Monsieur le Président,
Mesdames, Messieurs,
Lors de la session de janvier 2014, une recommandation LR qui demandait au Conseil d’Etat de réviser le décret concernant la décoration artistique de bâtiments officiels a été discutée par notre parlement. Plusieurs pistes étaient mentionnées dans la recommandation. Allant de la réduction du pourcentage alloué à la décoration artistique jusqu’à sa suppression simple, en passant par un plafond, les pistes évoquées, après une vive discussion n’avaient pas convaincu la majorité de notre conseil. Malgré la décision prise, à la veille des vacances d’été 2015, le Conseil d’Etat a décidé de modifier l’arrêté en question en prenant en compte 2 propositions du député LR qui sont l’introduction d’un plafond à 380'000 francs et un abaissement de la proportion du montant des travaux pour l'intervention artistique. En effet, avec le nouvel arrêté, nous sommes passés de l'intervalle 1 à 2% à l'intervalle 0.5 à 1.5%.
Comme déjà évoqué lors d’une interpellation de notre groupe, faire fi des discussions et du vote négatif du Grand Conseil qui a suivi est inacceptable, tant sur le fonds que sur la forme. La manière de faire de l’exécutif a contraint le groupe socialiste à déposer le projet de loi qui vous est soumis aujourd’hui. En refusant le rapport de la commission législative, le Grand Conseil donnera le signal qu’il veut reprendre la compétence dans ce domaine. Il pourra ainsi ancrer le pourcentage attribué de manière pérenne dans la loi.
L’argumentation du Conseil d’Etat qui s’appuie sur l’augmentation des prix des nouvelles constructions dû à l’introduction de normes telle que Minergie, n’est pour le groupe socialiste pas défendable. En effet, opposer la culture à l’environnement n’est pas concevable pour un Conseil d’Etat qui dit mener une politique tenant compte des différents piliers du développement durable. Il est essentiel de rappeler ici que ce n’est pas l’enveloppe globale d’un bâtiment qui est considérée pour calculer la subvention, mais seulement le coût du gros-œuvre diminué des frais. De plus, pourquoi les acteurs artistiques devraient-ils subir les conséquences de ces augmentations ? Leur travail n’est-il pas également soumis à une indexation ? Ce qui est valable pour un domaine n'est-il pas valable pour un autre ? En poursuivant ce raisonnement, nous aurions pu nous attendre à une augmentation dudit pourcent culturel !
Un des arguments qui a conduit à la mise en place du pourcent culturel est que le soutien aux décorations artistiques des bâtiments offre un accès facilité à la culture en sortant des cadres habituels.

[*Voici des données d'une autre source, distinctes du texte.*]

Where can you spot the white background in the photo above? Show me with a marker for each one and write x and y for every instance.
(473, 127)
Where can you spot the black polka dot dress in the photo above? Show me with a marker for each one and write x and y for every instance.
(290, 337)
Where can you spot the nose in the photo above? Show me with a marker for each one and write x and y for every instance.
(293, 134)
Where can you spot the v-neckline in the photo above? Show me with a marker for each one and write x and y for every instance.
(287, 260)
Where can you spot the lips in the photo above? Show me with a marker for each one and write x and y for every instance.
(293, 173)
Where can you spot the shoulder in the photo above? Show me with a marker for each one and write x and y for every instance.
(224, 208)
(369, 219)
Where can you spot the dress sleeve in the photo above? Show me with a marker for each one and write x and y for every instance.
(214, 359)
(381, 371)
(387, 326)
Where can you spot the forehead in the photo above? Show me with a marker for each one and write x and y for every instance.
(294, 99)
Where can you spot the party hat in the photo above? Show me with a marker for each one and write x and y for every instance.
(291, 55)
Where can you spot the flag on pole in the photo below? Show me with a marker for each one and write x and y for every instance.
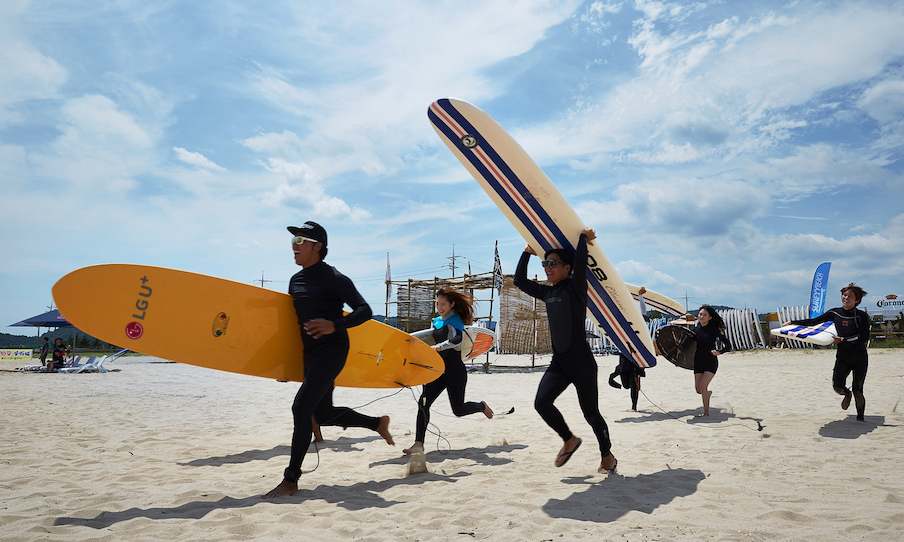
(388, 278)
(497, 271)
(818, 290)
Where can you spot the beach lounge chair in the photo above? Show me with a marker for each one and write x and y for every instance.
(93, 365)
(40, 368)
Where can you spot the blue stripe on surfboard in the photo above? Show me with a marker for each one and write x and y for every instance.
(661, 307)
(808, 331)
(634, 344)
(472, 157)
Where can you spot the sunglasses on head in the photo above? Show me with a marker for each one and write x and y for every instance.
(299, 240)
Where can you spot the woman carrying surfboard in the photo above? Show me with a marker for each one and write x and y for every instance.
(454, 311)
(852, 326)
(710, 330)
(572, 360)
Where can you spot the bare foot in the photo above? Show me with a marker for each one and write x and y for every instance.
(567, 450)
(608, 464)
(284, 489)
(846, 402)
(318, 437)
(383, 429)
(416, 448)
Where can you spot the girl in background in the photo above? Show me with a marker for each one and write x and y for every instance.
(455, 311)
(710, 330)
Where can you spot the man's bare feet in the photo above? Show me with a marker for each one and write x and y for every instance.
(318, 436)
(284, 489)
(567, 450)
(608, 464)
(416, 448)
(383, 429)
(846, 402)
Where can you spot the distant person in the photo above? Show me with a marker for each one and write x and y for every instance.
(455, 310)
(629, 371)
(44, 351)
(572, 360)
(852, 326)
(58, 360)
(711, 342)
(319, 293)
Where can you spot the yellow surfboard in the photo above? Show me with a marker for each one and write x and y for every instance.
(226, 325)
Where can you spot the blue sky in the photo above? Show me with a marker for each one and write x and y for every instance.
(722, 150)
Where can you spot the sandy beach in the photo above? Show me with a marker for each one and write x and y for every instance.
(163, 451)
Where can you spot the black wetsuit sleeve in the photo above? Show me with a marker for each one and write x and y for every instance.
(579, 270)
(361, 311)
(524, 284)
(862, 335)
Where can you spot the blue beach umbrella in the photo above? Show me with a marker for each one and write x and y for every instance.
(48, 319)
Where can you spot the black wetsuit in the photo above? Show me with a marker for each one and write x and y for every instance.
(629, 373)
(572, 360)
(454, 379)
(326, 414)
(850, 357)
(319, 291)
(706, 336)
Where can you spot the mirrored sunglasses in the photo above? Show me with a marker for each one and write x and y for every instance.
(299, 240)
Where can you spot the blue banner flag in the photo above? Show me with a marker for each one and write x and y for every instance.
(818, 292)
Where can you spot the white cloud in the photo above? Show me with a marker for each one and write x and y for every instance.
(197, 159)
(694, 207)
(884, 101)
(26, 75)
(300, 188)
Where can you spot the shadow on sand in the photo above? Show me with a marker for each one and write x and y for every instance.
(850, 428)
(480, 456)
(610, 499)
(352, 497)
(692, 416)
(342, 444)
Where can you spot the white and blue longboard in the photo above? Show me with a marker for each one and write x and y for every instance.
(541, 215)
(823, 334)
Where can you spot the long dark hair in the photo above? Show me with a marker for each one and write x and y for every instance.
(856, 290)
(462, 303)
(716, 319)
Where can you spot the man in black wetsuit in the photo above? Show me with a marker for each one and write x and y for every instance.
(319, 292)
(572, 360)
(852, 326)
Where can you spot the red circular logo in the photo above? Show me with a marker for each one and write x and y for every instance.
(134, 330)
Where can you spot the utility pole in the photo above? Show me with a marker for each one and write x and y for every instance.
(451, 264)
(262, 281)
(685, 298)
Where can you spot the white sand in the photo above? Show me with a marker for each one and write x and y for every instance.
(163, 451)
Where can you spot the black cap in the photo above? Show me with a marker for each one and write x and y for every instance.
(311, 230)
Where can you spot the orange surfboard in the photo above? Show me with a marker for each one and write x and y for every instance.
(226, 325)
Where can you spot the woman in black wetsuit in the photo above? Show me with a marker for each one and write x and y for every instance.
(711, 328)
(572, 361)
(852, 326)
(454, 310)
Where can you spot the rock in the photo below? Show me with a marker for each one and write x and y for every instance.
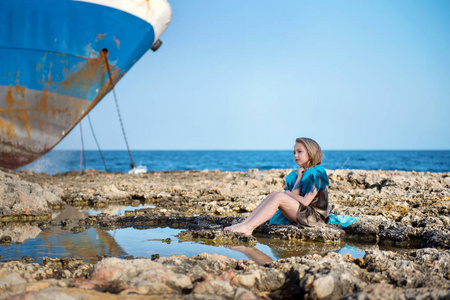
(18, 233)
(21, 201)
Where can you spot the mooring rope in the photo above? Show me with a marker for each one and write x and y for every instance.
(82, 154)
(105, 54)
(98, 146)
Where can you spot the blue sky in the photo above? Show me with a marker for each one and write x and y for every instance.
(257, 74)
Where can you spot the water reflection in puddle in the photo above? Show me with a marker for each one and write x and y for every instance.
(29, 240)
(116, 209)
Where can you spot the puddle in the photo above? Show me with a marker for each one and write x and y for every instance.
(116, 209)
(30, 240)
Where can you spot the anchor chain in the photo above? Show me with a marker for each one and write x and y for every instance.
(105, 54)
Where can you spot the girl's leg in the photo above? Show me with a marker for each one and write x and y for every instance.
(266, 210)
(255, 211)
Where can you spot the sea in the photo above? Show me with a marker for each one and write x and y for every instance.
(60, 161)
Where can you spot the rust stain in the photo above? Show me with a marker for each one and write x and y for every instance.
(24, 117)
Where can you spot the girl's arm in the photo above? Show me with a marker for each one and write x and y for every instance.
(305, 200)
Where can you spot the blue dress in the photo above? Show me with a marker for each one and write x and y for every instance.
(317, 212)
(313, 178)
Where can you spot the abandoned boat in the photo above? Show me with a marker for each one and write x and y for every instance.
(59, 58)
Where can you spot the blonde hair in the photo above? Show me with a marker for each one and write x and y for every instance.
(314, 151)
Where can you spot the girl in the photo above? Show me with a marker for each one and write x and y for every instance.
(305, 199)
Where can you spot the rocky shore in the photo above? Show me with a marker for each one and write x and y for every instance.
(406, 210)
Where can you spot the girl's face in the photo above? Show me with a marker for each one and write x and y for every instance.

Cet élément ne peut, à notre sens, être négligé. En effet, ce genre d'investissement profite à l'ensemble de la population !
De plus, à l’heure où notre canton manque cruellement d’investissements, le signal donné par la modification de cet arrêté ne peut qu’être négatif envers les acteurs actifs dans ce domaine. Enfin, ce pourcent a également comme fonction de soutenir les beaux-arts et les arts plastiques et la baisse voulue par le Conseil d’Etat n’est nullement compensée par d’autres montants dédiés au soutien des mêmes disciplines.
Avec la décision du Conseil d'Etat, nous allons nous rapprocher du demi pourcent culturel pour reprendre l’expression de Monsieur Walter Tschopp dans les colonnes de l’Express/Impartial ! En effet, dans grands nombres des projets, c'est le minimum qui a été choisi par l’autorité, en l'occurrence 1%. Ainsi, nous pouvons nous attendre à une application régulière du strict minimum qui correspondrait désormais à 0.5 %. Une chose est sûre, cette mesure n'est pas le résultat d'une consultation élargie. Les milieux concernés, tout comme les représentants des villes, n'ont pas été associés à la réflexion. Dérogeant une nouvelle fois au dialogue qu’il dit vouloir promouvoir, le Conseil d'Etat a décidé seul. Comment interpréter le fait qu'il n'a pas tenu compte des discussions qui s'étaient tenues quelques mois auparavant dans notre hémicycle ? Pour notre groupe, le fonctionnement des institutions est mis à mal. Nous y voyons un certain mépris.
Nous aimerions rendre attentifs le Conseil d'Etat au fait que derrière ces choix, qui peuvent sembler arithmétiques, se cachent des artistes ou acteurs du domaine, pour lesquels il devient toujours plus difficile d'évoluer, ceci d'autant plus avec la crise du franc fort qui sévit également dans ce domaine.
En conclusion, pour une société plurielle dont la culture est le fondement, nous ne pouvons que vous encourager à accepter l'entrée en matière de notre projet de loi en refusant le rapport qui nous est soumis aujourd'hui.